Sterling rose against the dollar and euro on Wednesday as investors were relieved that British Prime Minister Keir Starmer’s position was now more secure than at the beginning of the week.
The pound rose 0.5% against the dollar to $1.3708. Much of this was due to the dollar’s overall depreciation in the face of weak US employment data, but the UK currency also held firm against the euro.
The common currency fell 0.26% to 86.97p, down from Monday’s peak of 87.41p, when Mr Starmer’s position was under serious threat.
Mr Starmer on Tuesday vowed never to step away from his job to change Britain, rebuffing challenges to his authority by the Scottish Labor leader and other party figures who called for him to resign.
Investors also appreciated the Bank of England’s unexpectedly narrow decision last week to keep interest rates on hold, prompting traders to raise bets on a March rate cut.
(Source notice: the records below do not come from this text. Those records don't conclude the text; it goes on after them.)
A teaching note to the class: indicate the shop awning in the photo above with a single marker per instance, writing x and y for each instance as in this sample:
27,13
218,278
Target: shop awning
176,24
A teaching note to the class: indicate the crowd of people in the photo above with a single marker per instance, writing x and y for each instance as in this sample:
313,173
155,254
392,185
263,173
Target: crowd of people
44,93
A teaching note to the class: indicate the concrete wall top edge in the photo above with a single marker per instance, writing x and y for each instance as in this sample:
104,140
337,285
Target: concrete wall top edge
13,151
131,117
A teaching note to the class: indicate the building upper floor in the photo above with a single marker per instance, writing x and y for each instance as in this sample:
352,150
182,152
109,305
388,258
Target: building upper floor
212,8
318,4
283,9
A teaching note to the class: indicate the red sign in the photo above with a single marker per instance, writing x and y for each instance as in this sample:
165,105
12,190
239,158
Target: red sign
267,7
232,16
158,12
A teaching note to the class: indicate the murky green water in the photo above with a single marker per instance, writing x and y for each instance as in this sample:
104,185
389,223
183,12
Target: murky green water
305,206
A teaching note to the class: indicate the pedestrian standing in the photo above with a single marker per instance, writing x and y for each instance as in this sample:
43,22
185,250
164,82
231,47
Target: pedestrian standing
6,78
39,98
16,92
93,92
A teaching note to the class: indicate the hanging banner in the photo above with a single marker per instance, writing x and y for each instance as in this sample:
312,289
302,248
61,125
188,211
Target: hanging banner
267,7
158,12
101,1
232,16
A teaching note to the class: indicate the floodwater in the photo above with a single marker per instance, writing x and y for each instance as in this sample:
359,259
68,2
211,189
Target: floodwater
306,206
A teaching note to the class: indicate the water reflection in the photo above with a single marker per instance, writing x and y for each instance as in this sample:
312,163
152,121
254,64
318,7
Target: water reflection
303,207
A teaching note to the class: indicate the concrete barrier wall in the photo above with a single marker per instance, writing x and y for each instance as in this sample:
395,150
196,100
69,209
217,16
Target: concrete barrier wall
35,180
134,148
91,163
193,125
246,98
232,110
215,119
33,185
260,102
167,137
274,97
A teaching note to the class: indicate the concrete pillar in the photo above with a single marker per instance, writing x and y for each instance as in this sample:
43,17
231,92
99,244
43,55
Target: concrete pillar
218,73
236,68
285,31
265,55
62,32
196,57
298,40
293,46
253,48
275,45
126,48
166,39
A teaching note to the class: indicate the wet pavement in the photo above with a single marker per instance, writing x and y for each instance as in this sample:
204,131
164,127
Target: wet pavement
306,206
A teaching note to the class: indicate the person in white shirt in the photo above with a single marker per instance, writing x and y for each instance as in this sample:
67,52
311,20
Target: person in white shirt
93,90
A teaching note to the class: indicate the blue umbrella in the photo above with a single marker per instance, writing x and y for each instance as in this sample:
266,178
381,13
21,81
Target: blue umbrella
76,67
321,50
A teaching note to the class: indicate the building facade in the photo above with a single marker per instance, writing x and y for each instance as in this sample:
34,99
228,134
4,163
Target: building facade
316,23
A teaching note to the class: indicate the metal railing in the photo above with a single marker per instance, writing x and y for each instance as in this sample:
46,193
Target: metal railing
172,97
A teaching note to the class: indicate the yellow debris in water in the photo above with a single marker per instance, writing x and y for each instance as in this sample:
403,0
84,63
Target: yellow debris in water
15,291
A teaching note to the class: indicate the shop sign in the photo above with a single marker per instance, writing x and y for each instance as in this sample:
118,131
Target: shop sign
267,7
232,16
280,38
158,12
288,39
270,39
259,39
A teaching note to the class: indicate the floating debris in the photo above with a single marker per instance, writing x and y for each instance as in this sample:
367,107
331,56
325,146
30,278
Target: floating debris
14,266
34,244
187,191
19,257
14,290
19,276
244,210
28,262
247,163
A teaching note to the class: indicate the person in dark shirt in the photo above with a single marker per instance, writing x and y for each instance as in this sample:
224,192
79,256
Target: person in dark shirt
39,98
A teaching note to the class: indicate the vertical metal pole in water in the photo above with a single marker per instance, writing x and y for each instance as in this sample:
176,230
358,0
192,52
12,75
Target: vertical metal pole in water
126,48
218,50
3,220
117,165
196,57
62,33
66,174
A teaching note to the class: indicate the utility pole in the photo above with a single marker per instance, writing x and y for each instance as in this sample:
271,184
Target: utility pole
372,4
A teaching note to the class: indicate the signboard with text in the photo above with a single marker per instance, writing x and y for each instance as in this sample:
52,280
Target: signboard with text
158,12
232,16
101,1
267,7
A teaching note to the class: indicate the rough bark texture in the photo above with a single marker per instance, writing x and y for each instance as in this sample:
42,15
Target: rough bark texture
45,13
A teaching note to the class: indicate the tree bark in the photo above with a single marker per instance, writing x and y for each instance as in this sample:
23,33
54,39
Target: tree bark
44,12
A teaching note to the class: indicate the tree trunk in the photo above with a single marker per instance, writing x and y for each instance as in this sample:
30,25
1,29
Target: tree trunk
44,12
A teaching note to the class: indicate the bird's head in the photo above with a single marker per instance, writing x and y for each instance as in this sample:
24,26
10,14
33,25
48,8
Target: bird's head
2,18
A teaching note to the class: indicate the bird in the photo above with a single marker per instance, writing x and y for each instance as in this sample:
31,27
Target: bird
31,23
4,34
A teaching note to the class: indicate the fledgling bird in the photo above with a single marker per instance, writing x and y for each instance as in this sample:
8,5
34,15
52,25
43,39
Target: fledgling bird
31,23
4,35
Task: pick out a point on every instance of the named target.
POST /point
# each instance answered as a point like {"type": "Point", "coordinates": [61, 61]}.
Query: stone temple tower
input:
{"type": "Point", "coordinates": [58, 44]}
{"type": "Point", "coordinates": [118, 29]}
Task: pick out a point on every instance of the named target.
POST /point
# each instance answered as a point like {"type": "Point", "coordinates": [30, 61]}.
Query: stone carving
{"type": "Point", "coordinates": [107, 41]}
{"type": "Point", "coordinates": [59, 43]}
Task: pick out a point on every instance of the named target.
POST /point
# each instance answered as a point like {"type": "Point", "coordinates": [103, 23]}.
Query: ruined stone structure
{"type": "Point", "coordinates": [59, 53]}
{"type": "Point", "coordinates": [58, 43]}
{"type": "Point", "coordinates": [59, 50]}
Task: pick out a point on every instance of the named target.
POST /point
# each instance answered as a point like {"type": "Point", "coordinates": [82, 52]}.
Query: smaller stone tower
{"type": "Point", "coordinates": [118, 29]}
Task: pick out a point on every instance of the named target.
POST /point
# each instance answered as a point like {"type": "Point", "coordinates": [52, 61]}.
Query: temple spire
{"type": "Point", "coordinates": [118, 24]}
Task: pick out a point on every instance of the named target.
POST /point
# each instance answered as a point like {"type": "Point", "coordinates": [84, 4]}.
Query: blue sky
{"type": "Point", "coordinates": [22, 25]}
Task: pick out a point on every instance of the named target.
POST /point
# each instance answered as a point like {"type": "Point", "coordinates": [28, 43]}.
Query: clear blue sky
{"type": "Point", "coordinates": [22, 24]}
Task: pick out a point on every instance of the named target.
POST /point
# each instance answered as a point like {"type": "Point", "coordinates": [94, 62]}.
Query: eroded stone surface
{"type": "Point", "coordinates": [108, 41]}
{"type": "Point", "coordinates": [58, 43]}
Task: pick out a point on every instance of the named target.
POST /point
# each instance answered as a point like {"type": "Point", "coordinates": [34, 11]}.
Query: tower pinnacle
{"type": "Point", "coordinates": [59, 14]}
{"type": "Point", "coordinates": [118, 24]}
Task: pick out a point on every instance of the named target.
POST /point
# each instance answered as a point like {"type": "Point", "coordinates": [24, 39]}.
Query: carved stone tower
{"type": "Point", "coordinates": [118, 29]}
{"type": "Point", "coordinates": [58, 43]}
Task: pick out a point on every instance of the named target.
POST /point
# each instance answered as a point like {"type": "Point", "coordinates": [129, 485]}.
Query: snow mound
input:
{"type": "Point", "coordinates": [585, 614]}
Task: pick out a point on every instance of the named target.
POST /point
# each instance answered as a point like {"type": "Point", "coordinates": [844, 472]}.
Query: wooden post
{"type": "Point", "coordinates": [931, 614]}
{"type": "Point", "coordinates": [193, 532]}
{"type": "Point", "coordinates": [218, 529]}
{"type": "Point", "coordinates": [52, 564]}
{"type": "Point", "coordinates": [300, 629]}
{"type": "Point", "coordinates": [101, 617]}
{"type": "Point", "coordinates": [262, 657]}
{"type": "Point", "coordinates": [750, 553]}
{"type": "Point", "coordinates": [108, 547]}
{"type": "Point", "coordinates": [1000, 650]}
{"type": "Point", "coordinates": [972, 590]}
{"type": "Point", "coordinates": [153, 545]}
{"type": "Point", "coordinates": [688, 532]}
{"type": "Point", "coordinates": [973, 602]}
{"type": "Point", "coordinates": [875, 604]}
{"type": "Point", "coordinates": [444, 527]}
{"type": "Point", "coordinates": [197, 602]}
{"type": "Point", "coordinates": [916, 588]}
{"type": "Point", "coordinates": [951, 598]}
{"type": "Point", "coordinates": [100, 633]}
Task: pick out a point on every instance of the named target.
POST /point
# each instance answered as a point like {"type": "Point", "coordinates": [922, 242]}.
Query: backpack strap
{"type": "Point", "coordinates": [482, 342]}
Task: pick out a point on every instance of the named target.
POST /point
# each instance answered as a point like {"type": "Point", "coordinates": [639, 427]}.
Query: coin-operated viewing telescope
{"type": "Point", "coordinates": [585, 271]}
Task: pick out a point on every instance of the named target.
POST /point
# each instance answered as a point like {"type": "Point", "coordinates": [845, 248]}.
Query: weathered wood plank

The euro had fallen to 86.13p last week before the central bank’s decision.
MUFG senior currency analyst Lee Hardman said: “Much of the EUR/GBP rally is justified by the dovish Bank of England reinforcing our view that it will be more aggressive in cutting interest rates this year.”
“And while new political uncertainty is never good for the pound, Starmer’s position as prime minister currently appears to be in a more secure position, at least until local elections[in May].”
“If he were to be sacked, the natural reaction would be to sell the pound and gilt.”
Once traders review the US payroll data released later in the day, all eyes will turn to UK GDP data for January and Q4 2025, released on Thursday.
Stronger data could cause the market to reassess its bets on a March rate cut. Traders currently believe there is about a 60% chance of a 25 basis point rate cut.